Natasha takes the box and flips open the lif. Inside is a delicately twisted piece of silver, with what Natasha assumes to be emeralds, or the Asgardian equivalent, inset along the length of it.
"It's beautiful," Natasha says quietly. "But...what is it?" It's probably not the most polite thing she could have said, but it doesn't matter, for Thor chuckles heartily at her words.
"I knew you'd ask," he says with a smile. "It's enchanted; my mother's work. In its current state, it is a decoration for your hair."
With this knowledge, Natasha picks up the silver and turns it over in her hands. She supposes that it could be wrapped around a bun to secure it, and so she rakes her hair back with her fingers, twists it into a knot, and starts to fiddle with the metal. Before she can do too much however, it has snaked its way through her hair, catching all the loose ends and holding them fast, though not tight. She lowers her hands cautiously, half expecting it to fall, but it doesn't. For something that felt rather substantial in her hands, it weighs surprisingly little on her head, and she wonders if this is part of Frigga's enchantment.
Thor smiles. "It seems my mother has excelled herself. It suits you."
"Thanks," Natasha replies, reaching up a hand to gently pat her new accessory. "You said in this state it's a hair decoration..." she adds.
"Yes," he says. "I'm not sure how it works, but my mother tells me that it will aid you when necessary.
Natasha raises an eyebrow. "In what way?"
"I do not know," he answers with a sigh. "I never really understood magic. Loki was always much better at it than I was. I was jealous. I used to tease him for it. You can imagine how much I regret that now..." He rubs his face tiredly with one of his large hands, and Natasha sits there quietly, wondering how much more she'll learn about Loki's childhood if she just lets Thor carry on with his melancholic nostalgia. He falls silent, staring into the fire, and somehow, he looks far older than he did in New York. Perhaps it's the longer hair, or maybe it's the slight lighter than blond hairs strewn about his rough, short beard. She wonders how much of a toll Loki's incarceration has taken on Thor. She knows Loki's looking awful, but until the golden fire light threw the lines on Thor's face into sharp relief, she hadn't considered his own suffering.
"I think he'll get better," Natasha says after a while. "But I think boredom is in danger of making him worse."
Thor nods. "He was excited when I told him you were returning. He tried to hide it, but I know him too well."
"Excited?"
"I imagine for the food," Thor muses, before quickly adding, "But I'm sure for the company as well. He doesn't get on with the guards, so you must be a refreshing change for him."
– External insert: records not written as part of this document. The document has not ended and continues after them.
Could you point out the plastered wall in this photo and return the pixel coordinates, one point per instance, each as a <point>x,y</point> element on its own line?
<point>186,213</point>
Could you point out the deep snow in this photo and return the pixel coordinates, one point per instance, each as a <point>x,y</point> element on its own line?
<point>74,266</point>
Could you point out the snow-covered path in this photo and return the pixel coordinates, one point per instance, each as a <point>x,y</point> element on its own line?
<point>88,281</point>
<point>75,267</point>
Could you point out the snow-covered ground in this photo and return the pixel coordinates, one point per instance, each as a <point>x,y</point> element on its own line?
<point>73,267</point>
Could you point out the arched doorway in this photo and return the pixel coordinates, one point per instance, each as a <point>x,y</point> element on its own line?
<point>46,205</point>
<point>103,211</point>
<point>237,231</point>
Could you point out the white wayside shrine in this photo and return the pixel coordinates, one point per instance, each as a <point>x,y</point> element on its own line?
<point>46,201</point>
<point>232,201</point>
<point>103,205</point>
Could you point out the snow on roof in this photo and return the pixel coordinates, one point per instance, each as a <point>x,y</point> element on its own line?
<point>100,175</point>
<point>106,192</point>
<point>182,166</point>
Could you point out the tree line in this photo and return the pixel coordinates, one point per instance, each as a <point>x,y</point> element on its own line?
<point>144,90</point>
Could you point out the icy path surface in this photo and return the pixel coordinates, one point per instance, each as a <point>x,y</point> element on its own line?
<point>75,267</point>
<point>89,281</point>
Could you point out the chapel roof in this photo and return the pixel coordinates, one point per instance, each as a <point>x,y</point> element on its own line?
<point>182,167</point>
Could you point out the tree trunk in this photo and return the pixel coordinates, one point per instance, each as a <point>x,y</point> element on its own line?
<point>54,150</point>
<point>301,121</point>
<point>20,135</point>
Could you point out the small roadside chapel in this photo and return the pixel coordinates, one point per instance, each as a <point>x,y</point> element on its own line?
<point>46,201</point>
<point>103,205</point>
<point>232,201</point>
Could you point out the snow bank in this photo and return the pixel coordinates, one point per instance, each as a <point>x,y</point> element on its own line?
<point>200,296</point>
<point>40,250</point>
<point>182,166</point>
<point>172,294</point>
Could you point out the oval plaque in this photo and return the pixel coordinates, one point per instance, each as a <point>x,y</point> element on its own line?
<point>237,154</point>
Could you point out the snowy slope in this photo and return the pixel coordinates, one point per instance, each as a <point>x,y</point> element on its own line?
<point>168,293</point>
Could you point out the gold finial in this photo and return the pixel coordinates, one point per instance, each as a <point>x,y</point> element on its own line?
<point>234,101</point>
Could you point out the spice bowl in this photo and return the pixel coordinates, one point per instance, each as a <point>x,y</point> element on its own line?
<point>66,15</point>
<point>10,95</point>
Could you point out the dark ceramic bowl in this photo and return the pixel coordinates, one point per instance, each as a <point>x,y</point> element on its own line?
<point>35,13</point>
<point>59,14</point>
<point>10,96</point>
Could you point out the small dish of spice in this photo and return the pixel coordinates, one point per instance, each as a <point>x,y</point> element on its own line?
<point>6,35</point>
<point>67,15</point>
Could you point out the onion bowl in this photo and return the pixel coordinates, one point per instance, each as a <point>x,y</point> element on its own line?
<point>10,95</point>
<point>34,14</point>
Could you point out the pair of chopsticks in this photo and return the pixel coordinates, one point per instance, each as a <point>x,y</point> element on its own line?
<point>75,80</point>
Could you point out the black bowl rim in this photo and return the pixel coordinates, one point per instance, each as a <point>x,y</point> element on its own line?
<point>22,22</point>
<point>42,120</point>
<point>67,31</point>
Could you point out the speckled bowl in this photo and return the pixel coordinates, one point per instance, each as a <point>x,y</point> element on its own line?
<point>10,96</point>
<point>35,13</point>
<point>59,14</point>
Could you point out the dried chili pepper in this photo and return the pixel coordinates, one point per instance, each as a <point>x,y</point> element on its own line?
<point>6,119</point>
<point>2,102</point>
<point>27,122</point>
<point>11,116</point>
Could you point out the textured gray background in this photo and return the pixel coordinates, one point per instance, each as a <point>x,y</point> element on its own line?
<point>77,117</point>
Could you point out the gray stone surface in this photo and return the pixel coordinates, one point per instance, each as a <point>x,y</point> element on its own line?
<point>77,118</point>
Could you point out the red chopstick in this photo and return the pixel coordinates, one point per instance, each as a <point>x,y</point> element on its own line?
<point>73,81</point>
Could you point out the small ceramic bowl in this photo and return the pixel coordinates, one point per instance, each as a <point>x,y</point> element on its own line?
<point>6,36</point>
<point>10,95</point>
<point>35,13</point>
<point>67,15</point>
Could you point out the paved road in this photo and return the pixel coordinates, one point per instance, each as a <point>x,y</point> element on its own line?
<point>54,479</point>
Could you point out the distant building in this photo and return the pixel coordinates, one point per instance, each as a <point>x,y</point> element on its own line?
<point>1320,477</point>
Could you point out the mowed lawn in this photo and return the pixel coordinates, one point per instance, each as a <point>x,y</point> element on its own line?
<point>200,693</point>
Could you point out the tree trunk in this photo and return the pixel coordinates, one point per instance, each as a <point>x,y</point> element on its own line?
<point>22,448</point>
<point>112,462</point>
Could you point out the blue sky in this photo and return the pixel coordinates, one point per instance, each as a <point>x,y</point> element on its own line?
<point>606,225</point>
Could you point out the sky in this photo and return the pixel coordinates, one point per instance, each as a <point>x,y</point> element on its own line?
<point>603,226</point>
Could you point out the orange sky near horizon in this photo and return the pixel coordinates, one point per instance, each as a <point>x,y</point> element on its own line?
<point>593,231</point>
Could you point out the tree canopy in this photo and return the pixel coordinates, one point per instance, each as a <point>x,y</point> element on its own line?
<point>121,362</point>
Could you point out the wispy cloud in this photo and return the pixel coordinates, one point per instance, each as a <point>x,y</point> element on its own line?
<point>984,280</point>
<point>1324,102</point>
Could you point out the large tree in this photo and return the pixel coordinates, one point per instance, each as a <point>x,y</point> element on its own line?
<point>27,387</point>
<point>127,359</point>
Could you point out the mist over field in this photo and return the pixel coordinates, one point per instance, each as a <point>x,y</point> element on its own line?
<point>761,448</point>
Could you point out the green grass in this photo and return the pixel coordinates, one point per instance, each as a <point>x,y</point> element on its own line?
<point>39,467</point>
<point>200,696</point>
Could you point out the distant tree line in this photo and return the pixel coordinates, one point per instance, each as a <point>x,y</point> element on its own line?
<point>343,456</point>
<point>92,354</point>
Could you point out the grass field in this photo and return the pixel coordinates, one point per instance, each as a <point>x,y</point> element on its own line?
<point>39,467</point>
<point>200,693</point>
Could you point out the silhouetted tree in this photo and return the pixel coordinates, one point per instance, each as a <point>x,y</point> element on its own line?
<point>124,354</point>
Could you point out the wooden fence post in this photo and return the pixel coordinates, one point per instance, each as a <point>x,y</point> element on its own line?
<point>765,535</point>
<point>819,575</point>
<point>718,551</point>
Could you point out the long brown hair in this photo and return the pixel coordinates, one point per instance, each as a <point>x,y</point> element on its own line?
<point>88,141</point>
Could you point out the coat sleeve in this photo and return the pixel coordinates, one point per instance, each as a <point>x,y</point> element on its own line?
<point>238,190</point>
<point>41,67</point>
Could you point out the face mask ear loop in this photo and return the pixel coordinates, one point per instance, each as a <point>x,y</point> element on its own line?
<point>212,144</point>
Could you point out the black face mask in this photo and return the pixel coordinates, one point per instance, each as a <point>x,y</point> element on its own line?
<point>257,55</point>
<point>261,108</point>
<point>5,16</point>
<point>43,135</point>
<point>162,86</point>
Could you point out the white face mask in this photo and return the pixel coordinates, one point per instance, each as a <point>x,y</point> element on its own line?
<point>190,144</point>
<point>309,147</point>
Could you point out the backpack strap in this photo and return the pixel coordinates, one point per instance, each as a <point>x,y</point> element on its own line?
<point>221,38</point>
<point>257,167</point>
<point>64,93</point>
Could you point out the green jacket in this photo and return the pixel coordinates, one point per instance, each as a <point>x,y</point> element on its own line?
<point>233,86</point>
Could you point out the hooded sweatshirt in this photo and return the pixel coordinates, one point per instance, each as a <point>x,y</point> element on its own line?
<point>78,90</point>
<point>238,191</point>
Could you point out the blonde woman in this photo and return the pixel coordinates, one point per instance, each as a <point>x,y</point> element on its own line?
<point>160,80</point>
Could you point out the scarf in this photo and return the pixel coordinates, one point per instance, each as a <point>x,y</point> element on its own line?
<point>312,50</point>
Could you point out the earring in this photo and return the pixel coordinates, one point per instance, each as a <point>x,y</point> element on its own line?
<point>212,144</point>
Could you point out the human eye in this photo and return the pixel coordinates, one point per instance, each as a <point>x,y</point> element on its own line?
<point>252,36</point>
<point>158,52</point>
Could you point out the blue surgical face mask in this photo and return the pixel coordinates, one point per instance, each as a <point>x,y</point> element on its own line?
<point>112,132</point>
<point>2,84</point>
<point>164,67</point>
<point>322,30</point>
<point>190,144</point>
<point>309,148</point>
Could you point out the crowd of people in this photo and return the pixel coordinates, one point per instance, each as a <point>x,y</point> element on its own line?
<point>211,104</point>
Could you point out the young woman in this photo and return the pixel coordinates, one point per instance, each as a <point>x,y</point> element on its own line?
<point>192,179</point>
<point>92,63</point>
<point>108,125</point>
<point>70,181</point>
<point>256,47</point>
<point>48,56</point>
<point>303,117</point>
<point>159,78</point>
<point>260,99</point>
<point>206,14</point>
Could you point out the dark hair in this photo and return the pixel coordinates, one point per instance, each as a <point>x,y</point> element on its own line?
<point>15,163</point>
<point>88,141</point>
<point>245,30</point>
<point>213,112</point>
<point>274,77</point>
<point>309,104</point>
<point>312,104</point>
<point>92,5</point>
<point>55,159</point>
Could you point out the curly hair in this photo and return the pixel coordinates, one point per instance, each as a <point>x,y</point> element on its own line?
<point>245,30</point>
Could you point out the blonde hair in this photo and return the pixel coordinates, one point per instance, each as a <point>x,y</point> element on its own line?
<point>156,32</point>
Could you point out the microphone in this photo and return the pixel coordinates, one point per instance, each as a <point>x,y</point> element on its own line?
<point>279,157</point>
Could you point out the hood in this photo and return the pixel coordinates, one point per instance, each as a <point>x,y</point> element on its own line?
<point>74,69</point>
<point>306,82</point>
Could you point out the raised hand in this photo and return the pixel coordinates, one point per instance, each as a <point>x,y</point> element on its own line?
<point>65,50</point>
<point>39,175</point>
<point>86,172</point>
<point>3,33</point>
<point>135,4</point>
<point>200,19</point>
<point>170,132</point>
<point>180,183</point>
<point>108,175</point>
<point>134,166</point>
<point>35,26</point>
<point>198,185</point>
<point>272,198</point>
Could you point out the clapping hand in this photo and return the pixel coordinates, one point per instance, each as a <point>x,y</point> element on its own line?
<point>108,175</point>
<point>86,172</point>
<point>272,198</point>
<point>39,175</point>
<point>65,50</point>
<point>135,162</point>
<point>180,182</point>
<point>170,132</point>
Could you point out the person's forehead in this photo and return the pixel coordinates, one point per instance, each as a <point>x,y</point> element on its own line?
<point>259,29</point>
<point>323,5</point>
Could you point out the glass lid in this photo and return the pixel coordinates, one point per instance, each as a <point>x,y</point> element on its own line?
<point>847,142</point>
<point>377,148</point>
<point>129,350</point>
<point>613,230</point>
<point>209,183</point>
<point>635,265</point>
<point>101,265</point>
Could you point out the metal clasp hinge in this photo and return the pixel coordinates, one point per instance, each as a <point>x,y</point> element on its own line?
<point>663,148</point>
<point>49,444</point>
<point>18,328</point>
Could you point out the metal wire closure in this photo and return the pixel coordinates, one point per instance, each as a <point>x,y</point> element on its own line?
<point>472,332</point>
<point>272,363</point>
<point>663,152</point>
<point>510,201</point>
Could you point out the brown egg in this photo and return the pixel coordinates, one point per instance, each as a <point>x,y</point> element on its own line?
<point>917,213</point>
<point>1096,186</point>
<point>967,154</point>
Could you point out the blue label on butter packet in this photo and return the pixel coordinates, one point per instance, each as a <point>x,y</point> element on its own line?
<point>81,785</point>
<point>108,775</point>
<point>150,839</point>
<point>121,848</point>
Natasha smiles. "Yeah, and I guess the gifts don't hurt either. He liked the cards."
"He did?" Thor breaks into a smile. "Did he agree to play any of the games?"
Natasha nods.
"Really?" Thor chuckles, leaning forward in his seat. "How did you get him to agree?"
"Thor, he's bored, he took no convincing."
"Oh," Thor says lamely, sitting back once more.
"Did you not realise? He's been sitting there for months in a cage with nothing but his own thoughts, and you didn't consider that he might be bored?"
"He doesn't speak to me," Thor says emphatically. "How am I supposed to know anything when he won't talk?"
Natasha rolls her eyes, earning herself a scowl from Thor. She doesn't know how the two of them managed for the thousands of years leading up to Loki's misadventures, but what she doesn't know is that she doesn't envy Frigga, not one little bit. She knows what it is to be the only apparently sane person in the midst of a mess of testosterone and miscommunication, and the thought of dealing with that for thousands of years is enough to make her stomach turn.
"It's late," Thor says at last. "Come. I'll return you to your home."
And with that, he stands, gesturing towards the door. Not even ten minutes later, Natasha lands face down in her bed, but no matter how tired she feels, her mind is racing, she cannot sleep, and deep down, she knows why.